Em um recado direto sobre a soberania digital do continente, a presidente do Banco Central Europeu (BCE), Christine Lagarde, defendeu que a Europa precisa acelerar o desenvolvimento de seu próprio ecossistema de inteligência artificial. A fala, proferida durante um evento em Viena, na Áustria, posiciona o BCE não apenas como um guardião monetário, mas como um ator estratégico na corrida tecnológica global.

A urgência de Lagarde contrasta com o tom do debate nos Estados Unidos, onde algumas das principais empresas de IA pedem uma desaceleração no avanço dos modelos mais potentes, citando riscos existenciais. Para a Europa, a leitura é outra: o maior risco é ficar para trás e se tornar um mero importador de tecnologia, sujeito às volatilidades e interesses de um mercado que não controla.

O dilema da produtividade

O argumento do BCE é eminentemente econômico. Segundo Lagarde, uma rápida assimilação da IA poderia elevar a produtividade da zona do euro em até 4% em uma década, um salto crucial para um continente que busca novas fontes de crescimento. O temor é que a Europa importe os efeitos de uma eventual bolha de IA nos EUA — “correções têm feito parte desse padrão”, afirmou, citando análises do BCE sobre revoluções tecnológicas passadas — sem participar dos ganhos de crescimento.
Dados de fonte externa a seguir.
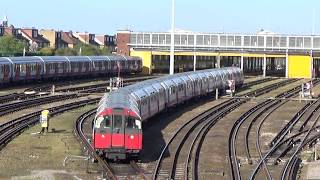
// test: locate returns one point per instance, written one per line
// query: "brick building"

A dependência de modelos estrangeiros traz riscos tangíveis. Lagarde destacou a desconfiança de empresas europeias com a proteção de dados em plataformas de fora, a possibilidade de acesso limitado a modelos que se tornem críticos para infraestrutura (como bancos e hospitais) e a criação de um abismo competitivo intransponível. O dilema, resumiu, é claro: “Ou se freia a adoção, porque não pode proteger seus dados, e renuncia ao crescimento. Ou adota a IA rapidamente, se torna altamente dependente e corre o risco de perder a liberdade de organizar sua economia”.

Soberania em construção

Importar tecnologia não é suficiente, segundo a visão do BCE. A Europa precisa construir sua própria infraestrutura e, principalmente, seus próprios modelos de IA. Lagarde citou exemplos que mostram que o continente não está partindo do zero, mencionando a francesa Mistral, que lançou modelos de pesos abertos, e uma empresa de San Sebastián, na Espanha — uma referência à Multiverse Computing —, que otimizou um modelo aberto chinês com performance superior a outros concorrentes europeus.

Esses exemplos servem para reforçar a tese de que há uma base industrial e científica sobre a qual construir. Enquanto o debate do outro lado do Atlântico se dá entre acelerar ou pausar, a perspectiva de Bruxelas e Frankfurt é de que a aceleração não é uma escolha, mas uma condição para a relevância futura.

O movimento do BCE sinaliza que a corrida pela IA deixou de ser um assunto restrito a laboratórios de pesquisa e startups do Vale do Silício. Tornou-se uma questão de política monetária, estabilidade econômica e, acima de tudo, soberania geopolítica. Para a Europa, a inação parece ter um custo mais alto do que a ação.